Sonra evlendik eşim ile gezdik tozduk.Ağva'ya gittik bir kış.Belki yaz dönemi daha güzel daha canlı olur ama biz sakinliği de sevdik.Şömine keyfi de yapmış olduk.Gece şöminede odunlar çıtırdarken mumlar eşliğinde canlı müzik dinlemek çok hoştu.Anadolu kavağına gittik,Fethiye'ye kaçtık ,Bodrum'u fethettik.Bir ara yine Antalya'ya gittik.Gerçi halkoyunları sayesinde ezber ettim Antalya'yı ama olsun bu defa yanımda eşim ve oğluşum vardı.
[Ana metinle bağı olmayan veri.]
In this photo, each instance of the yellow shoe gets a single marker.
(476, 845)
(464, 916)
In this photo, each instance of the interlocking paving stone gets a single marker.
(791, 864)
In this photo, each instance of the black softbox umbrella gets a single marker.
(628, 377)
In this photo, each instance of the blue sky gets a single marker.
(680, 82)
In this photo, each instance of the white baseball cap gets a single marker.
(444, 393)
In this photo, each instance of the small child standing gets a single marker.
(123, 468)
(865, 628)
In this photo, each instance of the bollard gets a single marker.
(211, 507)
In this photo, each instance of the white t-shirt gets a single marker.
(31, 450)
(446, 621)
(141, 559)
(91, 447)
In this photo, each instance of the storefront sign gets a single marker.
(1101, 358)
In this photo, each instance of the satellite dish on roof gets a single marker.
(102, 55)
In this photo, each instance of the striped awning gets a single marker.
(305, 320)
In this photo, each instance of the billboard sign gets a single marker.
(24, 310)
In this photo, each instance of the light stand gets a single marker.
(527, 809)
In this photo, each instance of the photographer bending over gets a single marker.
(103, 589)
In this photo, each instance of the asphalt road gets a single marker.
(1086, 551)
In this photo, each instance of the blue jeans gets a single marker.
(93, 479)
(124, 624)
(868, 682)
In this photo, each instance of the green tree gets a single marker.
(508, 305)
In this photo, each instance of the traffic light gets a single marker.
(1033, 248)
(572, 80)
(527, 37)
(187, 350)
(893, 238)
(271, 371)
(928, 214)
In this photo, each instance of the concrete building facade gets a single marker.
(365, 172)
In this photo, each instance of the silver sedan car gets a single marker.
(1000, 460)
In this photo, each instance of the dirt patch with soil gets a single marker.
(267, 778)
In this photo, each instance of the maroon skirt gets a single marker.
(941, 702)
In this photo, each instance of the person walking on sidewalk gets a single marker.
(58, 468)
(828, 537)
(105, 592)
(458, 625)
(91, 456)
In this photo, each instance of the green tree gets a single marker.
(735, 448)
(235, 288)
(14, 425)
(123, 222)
Ama yetmiyor arkadaş.Mesala ben yaz gelmeden baharda bir yere gitmek istiyorum.İşti güçtü çocuktu derken yıllık izinler ve yaz tatili dışında bir yere gitmemişiz çoktandır.Onlarda da vakit az olunca eğlence mi dinlence mi gezmece mi belli olmuyor.Haftasonu izni desen sadece pazar hepi topu bu.Onu da yavru kuşa mı ayırcan yoksa bencillik yapıp geziye mi kaçcan dersen tabi ki yavru kuşum diyorum.Sabit durmayı sevmediği için yolda çok sıkılıyor.Onunla yola çıkmak hem anaya hem oğula işkence olacağından yerimde sayıyorum.Şimdilik bu havadan eski gezmişliklerimi düşünerek çıkıyorum ama fena halde gezesim geldi.Bu ay olmaz artık ama nisan gibi bir kaçamak yapmak lazım.Uzak yakın farketmez.Aklıma yakın olduğu ve oğluşla gidebilmek için Sapanca geliyor ama bir müddet göl görmesem daha iyi olacak sanırım.Bakalım kısmet yol nereye götürürse...
Sevgiyle ve mutlu kalın.
Herkese bol gezmeli günler diliyorum.